Una buena metodología para a un buen pacto

Por: Walter Aldana. Columnista Pares.


La diversidad étnica y cultural de los pueblos ancestrales está reconocida en el artículo séptimo de nuestra Carta Magna, así como la protección de las riquezas culturales y naturales de nuestra nación en su artículo octavo.


Posterior al acto acaecido con la estatua ecuestre de Sebastián de Belalcázar, el pasado 16 de septiembre del presente año, denominado por algunos como un hecho de reivindicación de la historia de la confederación Pubense (habitantes de la meseta de nuestra capital en la época de la invasión), y para otros acción “vandálica”, “barbarie” contra Popayán, se inicia propiciado por nuestra universidad pública la Unicauca, un camino por el pacto para una real convivencia.

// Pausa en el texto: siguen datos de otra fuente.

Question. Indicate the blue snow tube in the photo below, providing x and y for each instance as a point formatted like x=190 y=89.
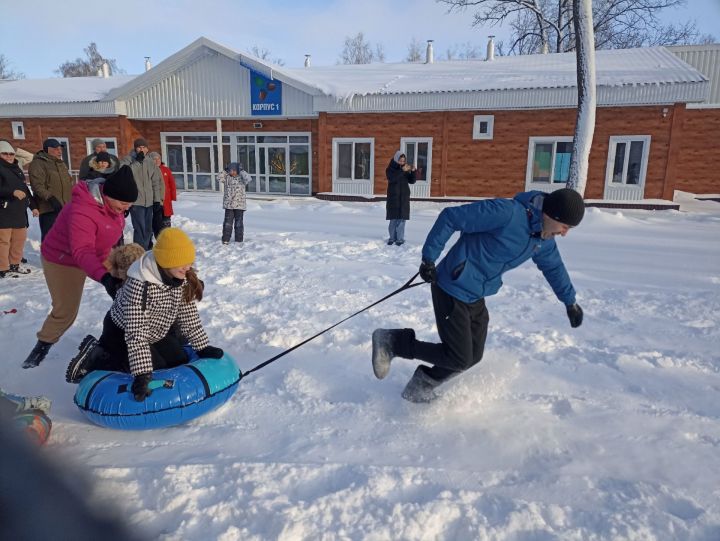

Ni en las escuelas, colegios o universidades nos presentaron la verdadera historia de Sebastián de Belalcázar, sólo nos dijeron que: por medio de la real cédula dada en Valladolid el 10 de noviembre de 1558, se le otorgaba a Popayán el escudo de armas y “desde entonces, el imperio español suplantó las formas de organización social y política de los nativos e instauró un poder extraño con regidores de cabildo, alcaldes y alguaciles y la participación permanente de la iglesia católica como guía espiritual”, según Guillermo León Martínez Pino Especialista en Docencia sobre Problemas Políticos de la Unicauca.


La metodología, aspiro rebase aquello de que el ejercicio “debe garantizar la armonía”, muchas veces utilizada como eufemismo para bajar la temperatura a la coyuntura y volver a quedar en las mismas.